Suku asli daerah ini sama seperti daerah Kalimantan lainnya, yaitu dayak. Namun katanya ada juga suku berau. Akan tetapi di daerah ini masyarakatnya sudah campuran karena banyaknya pendatang, sebagian besar pendatang tersebut berasal dari jawa timur dan Sulawesi selatan. Sebagian memang sudah lama merantau ke daerah ini (transmigrasi), sudah generasi ke-2 atau 3, sebagian lain memang pendatang baru yang memang bekerja di daerah ini seperti kami. Meskipun banyak pendatang, di daerah ini relatife aman, tidak ada konflik sosial. Kebanyakan kalau ada konflik itu antara masyarakat dengan perusahaan. Seperti pada waktu aku awal-awal bekerja, kegiatan kami di lapangan di stop oleh warga karena ingin meminta ganti rugi lahan. Setelah dilakukan perundingan dan penjelasan kepada warga akhirnya selesai juga masalahnya. Beberapa bulan kemudian di tempat lain tapi masih di perusahaan tempatku bekerja, masyarakat di sekitar lokasi tambang berbondong-bondong menuju mine office untuk demo. Intinya mereka ingin dipekerjakan di perusahaan. Terus terang, di satu sisi aku agak sepakat dengan sikap masyarakat tersebut. Kadang aku merasa bahwa aku ini seperti “penjajah”. Aku datang ke daerah orang dengan maksud bekerja, bawahanku adalah masyarakat lokal, aku lah yang ditugasi perusahaan untuk mengatur kerja mereka, menegur dan memberi sanksi kalau mereka salah, dan sebagainya. Kadang- kadang aku agak dilema juga dengan keadaan ini. Disatu sisi aku memang ditugaskan perusaan untuk itu, namun di sisi lain mereka adalah orang lokal, istilah kerennya “akamsi” (anak kampung sini), masak kita datang ke daerah orang untuk mengatur mereka, seperti penjajah saja. Benar kata orang kalau Negara ini belum benar-benar merdeka dari penjajahan. Ah, pusing mikirnya, aku berusaha professional aja, walaupun masih banyak toleransi juga.
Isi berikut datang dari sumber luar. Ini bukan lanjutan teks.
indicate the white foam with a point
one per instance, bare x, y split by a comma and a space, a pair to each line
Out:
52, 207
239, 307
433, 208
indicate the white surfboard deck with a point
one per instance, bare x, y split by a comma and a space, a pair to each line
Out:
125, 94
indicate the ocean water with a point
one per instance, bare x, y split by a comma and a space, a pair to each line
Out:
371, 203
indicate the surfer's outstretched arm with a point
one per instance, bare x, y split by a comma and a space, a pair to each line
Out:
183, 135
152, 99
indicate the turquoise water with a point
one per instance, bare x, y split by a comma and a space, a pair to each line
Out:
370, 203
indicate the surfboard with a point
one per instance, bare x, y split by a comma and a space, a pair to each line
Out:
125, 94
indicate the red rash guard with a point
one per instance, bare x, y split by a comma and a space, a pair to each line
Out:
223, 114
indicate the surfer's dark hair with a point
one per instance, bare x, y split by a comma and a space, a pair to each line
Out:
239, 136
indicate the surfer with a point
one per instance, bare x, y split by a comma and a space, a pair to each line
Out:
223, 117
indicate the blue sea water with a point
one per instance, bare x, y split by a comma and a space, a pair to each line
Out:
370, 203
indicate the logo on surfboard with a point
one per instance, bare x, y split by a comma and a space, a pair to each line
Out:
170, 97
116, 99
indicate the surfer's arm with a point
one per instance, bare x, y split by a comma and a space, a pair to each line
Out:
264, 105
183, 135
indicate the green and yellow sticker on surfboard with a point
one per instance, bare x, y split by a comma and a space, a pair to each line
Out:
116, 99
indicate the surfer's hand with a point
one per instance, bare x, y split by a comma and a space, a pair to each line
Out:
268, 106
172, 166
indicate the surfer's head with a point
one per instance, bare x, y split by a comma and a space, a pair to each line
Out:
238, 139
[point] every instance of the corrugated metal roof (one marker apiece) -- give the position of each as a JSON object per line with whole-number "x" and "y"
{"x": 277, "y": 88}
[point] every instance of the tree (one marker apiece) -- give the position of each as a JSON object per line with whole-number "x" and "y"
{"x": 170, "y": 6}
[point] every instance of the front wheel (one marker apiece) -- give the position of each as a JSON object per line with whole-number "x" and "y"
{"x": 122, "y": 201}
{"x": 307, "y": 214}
Sepanjang sepengetahuanku selama tinggal di berau, daerah ini merupakan daerah yang relatif aman, tingkat kejahatan cukup rendah. Katanya sih kenapa daerah ini aman karena sebgian besar penduduknya bekerja dan bisa mencukupi kebutuhannya. Lapangan kerja di daerah ini masih banyak, yang penting mau saja. Dari yang kulihat sih memang begitu. Sepeda motor yang ditinggal di pinggir jalan walaupun kuncinya tergantung di motor tidak ada yang mencuri. Jangan coba-coba lakukan ini di kota-kota besar di jawa, kalau nggak mau motor melayang. Wong yang udah dikunci dan diberi banyak pengaman saja bisa hilang, apalagi yang sudah siap pakai begitu, ya seperti mengundang maling. Oya, di daerah ini juga tidak ada tukang parkir, jadi kadang kendaraan yang diparkir di pinggir jalan tidak rapi, kalaupun ada tukang parkir, mereka juga tidak memungut bayaran, mungkin sudah digaji dari pemda atau pemilik toko. Meskipun daerah ini relatif aman, ya tetap harus waspada dan hati-hati, ingat kata bang napi, “kejahatan bukan hanya karena ada niat pelaku, tapi juga karena adanya kesempatan, waspadalah-waspadalah! “ :D

Setelah kurang lebih 1,5 tahun mencari nafkah di daerah ini, tibalah saatnya aku untuk pergi. Banyak kenangan yang kudapat di daerah ini, terutama manis dan pahitnya hidup di tengah hutan bersama rekan-rekan geologist, team drilling, logging, juga rekan-rekan dari departemen lain seperti enviro, mining, geotek, project, safety, dsb. Banyak ilmu yang kudapatkan, meskipun tentu saja masih sangat-sangat kurang, mudah-mudahan aku bisa menambahnya di tempat lain. Ada hal yang paling kuingat, yaitu saat aku pertama datang, diinduksi oleh manager safety. Beliau berkata begini, “bekerja dengan baik itu infestasi”. Yang namanya investasi itu hasilnya bisa didapat dalam jangka pendek bisa juga jangka panjang. Artinya bekerjalah kalian dengan baik disini, mungkin kalian akan meraih hasilnya disini, tapi bisa juga ditempat lain setelah di sini. Ok, sip pak, mudah-mudahan aku bisa selalu bekerja dengan baik dimanapun berada. Mudah-mudahan apapun yang sudah aku dapatkan di tempat ini berguna buat kehidupanku dimasa yang akan dating, aamiin…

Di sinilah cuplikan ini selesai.